La mère, toute benaize 9, s’en va le dire à son gars, mais ses habits n’étaient plus de taille, les hann descendaient sur le bas des fesses, la chemise était trop courte, quant à la veste, elle n’en cachait pas lourd. Quand il fut fin prêt, sa mère lui fit une autre recommandation.
— Tu fais comme tous, pareil !
Arrivé au bourg, Jean voit quatre hommes entrer dans un café, Jean les suit.
—Café, rincette ! dit un des hommes.
La patronne met cinq cafés, cinq petits verres. Au moment de se faire payer, elle réclame cinq cafés, cinq verres.
— Ah non, quatre cafés, quatre verres ! Lui là, il a bu aussi, lui, on ne le connait pas, il n’est pas avec nous !
— Ah, c’est comme ça, qu’elle dit, eh bien, tu vas me payer ta tournée mon gars. Jean n’avait qu’un sou encore pertuzë 10.

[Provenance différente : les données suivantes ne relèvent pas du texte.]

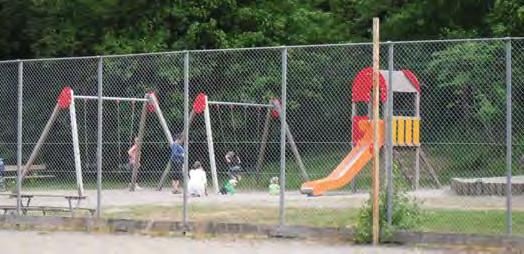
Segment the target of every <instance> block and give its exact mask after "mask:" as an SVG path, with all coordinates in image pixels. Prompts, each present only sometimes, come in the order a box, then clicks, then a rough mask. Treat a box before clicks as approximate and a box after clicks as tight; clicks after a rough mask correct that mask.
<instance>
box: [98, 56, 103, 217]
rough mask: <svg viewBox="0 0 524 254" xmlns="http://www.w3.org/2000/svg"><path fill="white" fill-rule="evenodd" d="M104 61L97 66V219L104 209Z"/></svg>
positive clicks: (101, 61)
mask: <svg viewBox="0 0 524 254" xmlns="http://www.w3.org/2000/svg"><path fill="white" fill-rule="evenodd" d="M103 68H104V59H103V58H102V57H99V58H98V66H97V85H98V89H97V94H98V104H97V118H98V121H97V139H96V194H97V195H96V218H97V219H100V214H101V209H102V156H103V155H102V144H103V135H102V133H103V132H102V126H103V124H102V119H103V110H104V108H103V107H104V101H103V100H102V94H103V75H104V73H103V72H104V69H103Z"/></svg>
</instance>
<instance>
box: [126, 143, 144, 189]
mask: <svg viewBox="0 0 524 254" xmlns="http://www.w3.org/2000/svg"><path fill="white" fill-rule="evenodd" d="M127 155H128V158H129V170H130V171H131V172H133V171H134V170H135V168H137V169H138V168H140V158H138V137H135V139H134V140H133V145H132V146H131V147H130V148H129V150H127ZM131 185H132V183H129V187H130V188H131V190H141V189H142V188H141V187H140V186H138V183H136V182H135V186H131Z"/></svg>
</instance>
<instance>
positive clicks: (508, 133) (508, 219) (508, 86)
mask: <svg viewBox="0 0 524 254" xmlns="http://www.w3.org/2000/svg"><path fill="white" fill-rule="evenodd" d="M505 48H506V169H507V183H506V199H507V200H506V206H507V207H506V229H507V233H508V235H511V233H512V232H511V231H512V222H511V207H512V201H511V199H512V195H511V194H512V193H511V175H512V172H511V171H512V170H511V166H512V147H511V143H512V142H511V137H512V136H511V135H512V134H511V128H513V126H512V115H511V38H507V40H506V47H505Z"/></svg>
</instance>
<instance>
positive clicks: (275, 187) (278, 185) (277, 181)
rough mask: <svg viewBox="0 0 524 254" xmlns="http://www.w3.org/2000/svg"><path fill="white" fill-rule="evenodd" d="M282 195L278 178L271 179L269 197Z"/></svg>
mask: <svg viewBox="0 0 524 254" xmlns="http://www.w3.org/2000/svg"><path fill="white" fill-rule="evenodd" d="M279 193H280V185H279V184H278V177H276V176H274V177H272V178H271V182H270V184H269V195H273V196H276V195H278V194H279Z"/></svg>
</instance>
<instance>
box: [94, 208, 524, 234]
mask: <svg viewBox="0 0 524 254" xmlns="http://www.w3.org/2000/svg"><path fill="white" fill-rule="evenodd" d="M104 211H105V212H104V215H103V216H104V217H106V218H127V219H157V220H182V207H181V206H179V205H177V206H170V207H167V206H129V207H118V208H106V209H104ZM188 211H189V219H190V220H193V221H219V222H235V223H254V224H273V225H274V224H277V223H278V208H277V207H269V206H240V205H227V206H226V205H213V206H211V205H200V204H199V205H190V206H189V207H188ZM357 216H358V209H347V208H345V209H343V208H322V209H318V208H304V207H289V208H287V209H286V223H287V224H288V225H305V226H313V227H353V226H355V223H356V221H357ZM504 216H505V212H504V211H461V210H427V209H425V210H423V213H422V219H421V221H420V223H419V225H417V226H416V228H414V230H420V231H427V232H440V233H468V234H473V233H474V234H484V235H502V234H505V224H504V223H505V217H504ZM513 225H514V226H513V233H514V234H515V235H524V212H513Z"/></svg>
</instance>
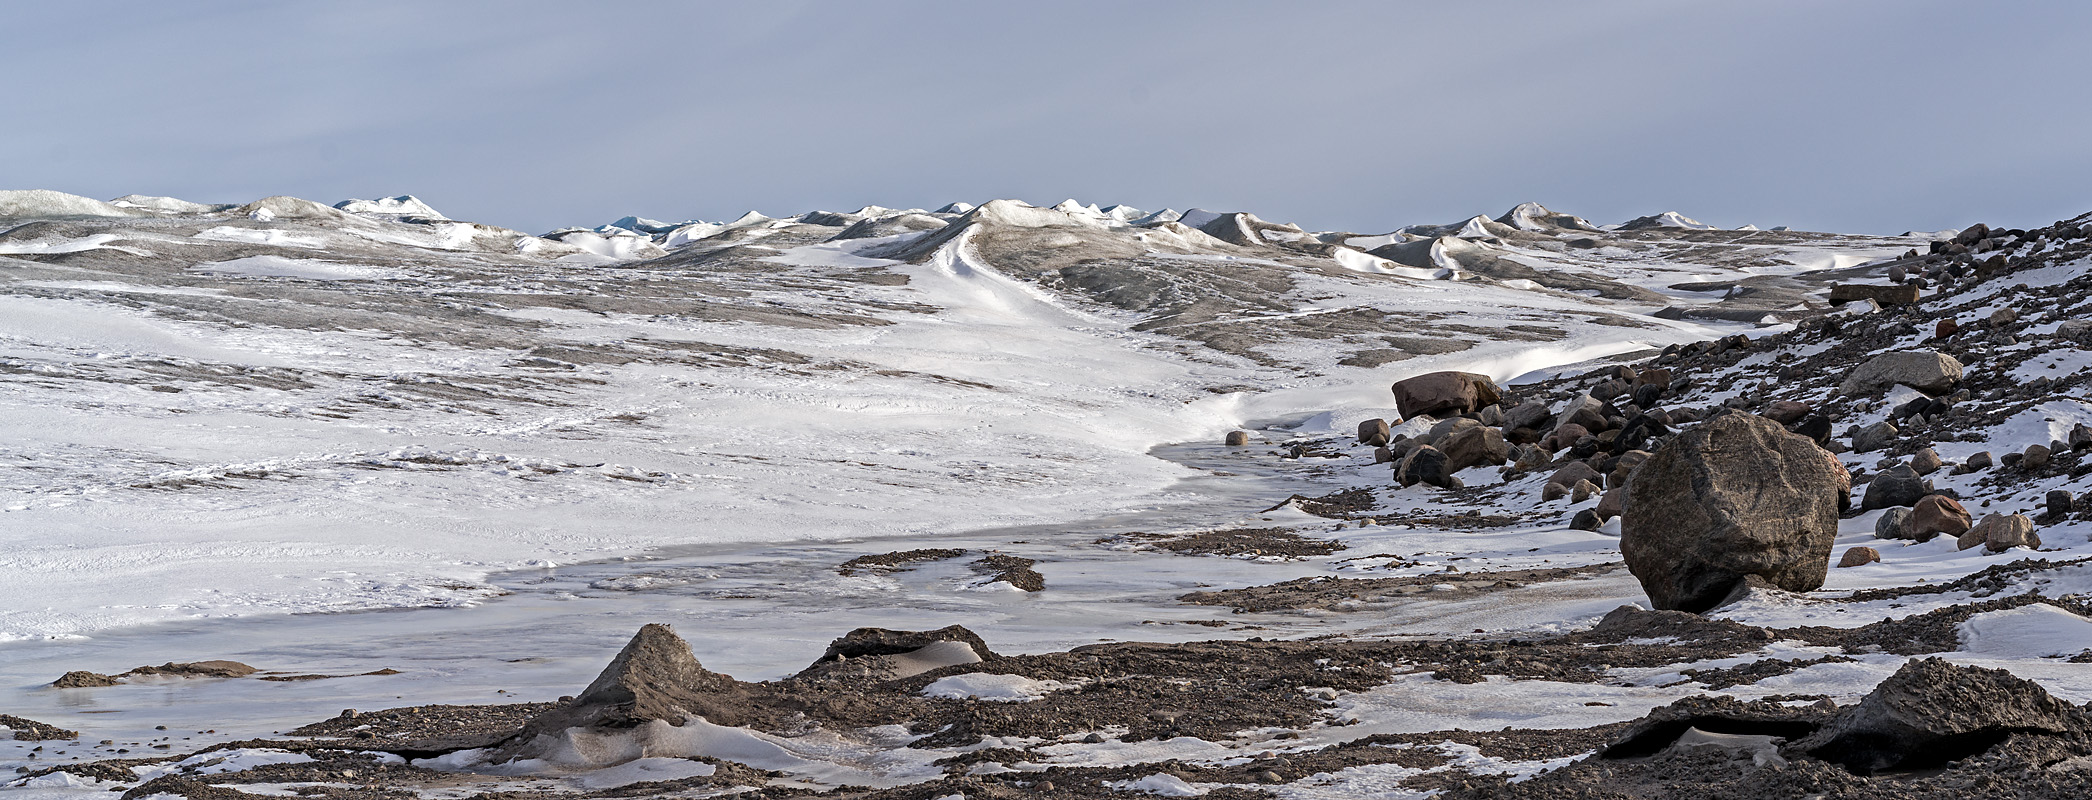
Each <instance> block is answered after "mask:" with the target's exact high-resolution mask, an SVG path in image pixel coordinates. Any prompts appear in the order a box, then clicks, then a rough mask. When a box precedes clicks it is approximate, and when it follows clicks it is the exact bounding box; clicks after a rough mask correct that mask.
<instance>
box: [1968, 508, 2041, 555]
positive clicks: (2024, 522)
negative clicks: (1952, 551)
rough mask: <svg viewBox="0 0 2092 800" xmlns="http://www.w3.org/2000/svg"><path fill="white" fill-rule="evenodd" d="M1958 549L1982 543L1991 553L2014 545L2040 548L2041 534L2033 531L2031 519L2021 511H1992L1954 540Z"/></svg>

La patronne se fâcha tout rouge :
— Donne-moi ta veste, tu me payeras quand tu viendras la chercher.
Jean se mit à courir pour rattraper les autres qui rentraient dans l’église. Les quatre hommes se mettent sur un banc. Mais le banc était plein, Jean se mit devant. Tout allait bien, jusqu’à l’élévation où tout le monde se mit à genoux et pencha la tête. Jean en fit autant, mais comme ses affutiaux 11 étaient trop courts, il avait le bas du dos à l’air. Un des quatre hommes lui donna un bon coup à cet endroit. Aussitôt, Jean fit pareil à une belle jeune fille qui était juste devant lui. Surprise, elle se retourna et envoya une claque retentissante à Jean qui en resta tout ahuri. Les autres, derrière, eurent une crise de rire. Après avoir mis son sou pertuzë dans le panier en voyant les gens sortir de l’église, Jean partit chez lui sans plus attendre. Quand sa mère le vit rentrer sans sa veste, elle dit :
— Mais que t’arrive-t-il, mon gars, tu t’es battu ?
— Non, dit Jean.
Et il raconta tout à sa mère. La pauvre bonne femme se dit : « Ça ne s’arrange pas, çà n’a pas eu le temps, on verra bien ensuite. » Elle était découragée et se sentait lasse. Elle voulait en finir avec tous ses ennuis, mais il y avait encore une vache à vendre. Un jour elle dit à Jean :
— Si tu menais la noire à vendre ? Mais cette fois, tu ne diras rien, si tu rencontre un ami, pas de parole non plus, car c’est là que tu te brouilles. Compris, Jean ? Tu ne causes à personne.
— Oui, je saurai bien, maman.
Le voilà parti avec la dernière vache, il rencontra plusieurs personnes.
— Ça va Jean ? Tu vas à la foire ?
Jamais de réponse.
Rendu sur le champ de foire, les marchands tournaient autour de la vache.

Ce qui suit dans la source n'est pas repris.